Sermon: Apartheid of the Mind
Preached on 22nd March 2009
by The Reverend Canon Dr Stephen Cherry
Exodus 6. 2-13 Romans 5.1-11
The question of what it means to be a human being is animating our cathedral this Lent. From the exhibition in the Galilee chapel to the Lent talks, the question is being stretched in different ways. This is a fine project for a cathedral surrounded by a University to engage in. The question of what it is to be human unites the sciences and the arts and is a perfect gathering point for interdisciplinary study. So let us begin with a little biology
One of the problems with the early reception of the theory of evolution and natural selection, which has also been much on our minds recently because of the Darwin anniversary, was that it blurred the boundary between human beings and the animals. In fact, it put continuity where previously people were very pleased for there to be a boundary. The religious establishment did not like that at all and so we got all the jokes about which monkey might have been Darwin's grandfather and the cartoons showing up a likeness between Darwin and a chimp. You can imagine how the bishops chuckled as they got ready for another debate. A century later it was the scientists who were roaring away with what they thought was the last laugh. Fifty years after that, no one is quite sure who can laugh with talk of a significant number of biology and medical students being creationists while the theologically educated take evolution for granted.
Jane Alexander's exhibition potentially opens up the same argument with her ambiguous humanimal sculptures. She gives us strange flesh but few words so it is difficult to know what she is getting at. Is she referring us back to our biological ancestry? Or forward to a time when the animal essence within will resurface more prominently than before? Is she making a comment on the brutality unleashed by actual historical apartheid? Or is she, as I want to suggest, offering an alternative to what you might call the apartheid of the mind? That is the dichotomous, divisive, distinction-seeking habit of the human mind. Its tendency to ‘either/or', ‘black and white', thinking?
In a nutshell, I am suggesting that Jane Alexander's art is a powerful assault on the sinful heart of apartheid which is also the sinful mind of humanity: the mind which seeks to identify and distinguish ‘us' and ‘them'. And that the best way to respond to this assault is not to seek to identify ways in which we are different from the animals but to clarify that we are very similar.
But first I want to say a bit more about apartheid. When I visited South Africa in 2002 the thing that struck me most powerfully was that apartheid was far from dead. The apartheid of both mind and memory were powerfully alive. But so too the cruel apartheid of the Group Areas Act, which divided the urban landscape into racial ghettos was almost indelibly etched on the town and cityscapes by the positioning of railways, canals, motorways, electric pylons as well as any convenient topographical features.

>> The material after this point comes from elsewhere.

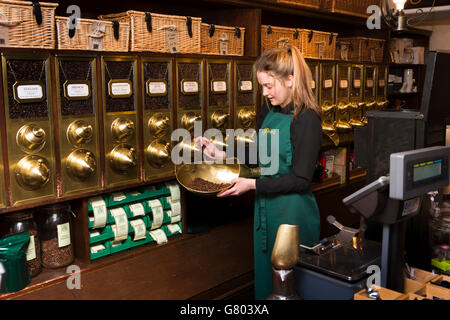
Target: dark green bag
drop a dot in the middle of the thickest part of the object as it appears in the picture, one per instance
(13, 257)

An aside about the Galilee Chapel: In order to accommodate the exhibition we have also had to introduce an artless wall, a visual barrier, and to label the doors: one for us, the other for children (who must not see) and, (and it is only with hindsight is the weight of the irony here fully apparent) those whom we call disabled.
partheid is a powerful and complex force. Far too powerful to be eradicated by democratic elections. If you don't believe me ask the co-called coloured people of the Cape Flats - the communities from which so many of the street children of Cape Town come from. Many of the older generation there can remember the night when the army trucks came to their homes in what were to become white areas to round them up and dump them somewhere else. Have they, since the end, of apartheid managed to get back to their former homes? A very few have, or have received some compensation, so the situation is not all bad, but it is very patchy. A formerly apartheid country is far more like an apartheid country than any other.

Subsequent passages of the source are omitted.